The one thing that has continued to improve is Mike’s story line. For as compelling as it was to see Jesse and Walt slowly devolve into monsters they never thought they were capable of being, it’s almost more interesting to watch Mike fend off the temptation to do what he’s best at but knows is morally irreprehensible. If Mike had his way there would be no show, because everyone would already be dead.
I fully expect a dramatic turning point some time the season, something to really make people jump up from their couches. But for now I am very much enjoying the slow, campy ride of AMC’s best show.
THE WALKING DEAD
I am trapped in a metaphorical zombie apocalypse. No matter how far I run or how much I try to ignore it, The Walking Dead and its massive popularity always catch up to me, methodically chasing me down after weeks of pretending it doesn’t exist. This. Is. Not. A. Good. Show. But here is my review.

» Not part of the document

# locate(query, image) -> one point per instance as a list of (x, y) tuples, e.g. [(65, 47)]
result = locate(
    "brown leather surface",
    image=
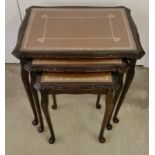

I don’t really do episode-by-episode reviews of anything, because 1. I rarely watching something the night it debuts, and 2. I tried doing that with this show and it almost drove me insane. Nothing ever changes with The Walking Dead, so it makes reviews really difficult.
Sure, I can write about how Carl got shot in the eye (and was perfectly fine), or how so and so was almost killed by a zombie (but was perfectly fine), or about how these characters have been without running water, make up and razors for years (but all look perfectly fine). But why? The Walking Dead is popular for the same reason Law & Order has been on since the Great Depression. People like TV that’s easy to watch, that’s predictable, and this is the most predictable show on right now.
A small silver lining could be the Neenan character, who will be introduced at the end of this season. In the comics, he is a wonderful character. Funny, charming, unhinged – he really revamped the series. Hopefully he can do the same for the show, because I might actual start turning into a zombie if I have to keep reviewing a show that never changes.
I would rather write a review for every minute of The Walking Dead than even pretend I would ever watch this abomination of a show. Netflix should be ashamed of itself.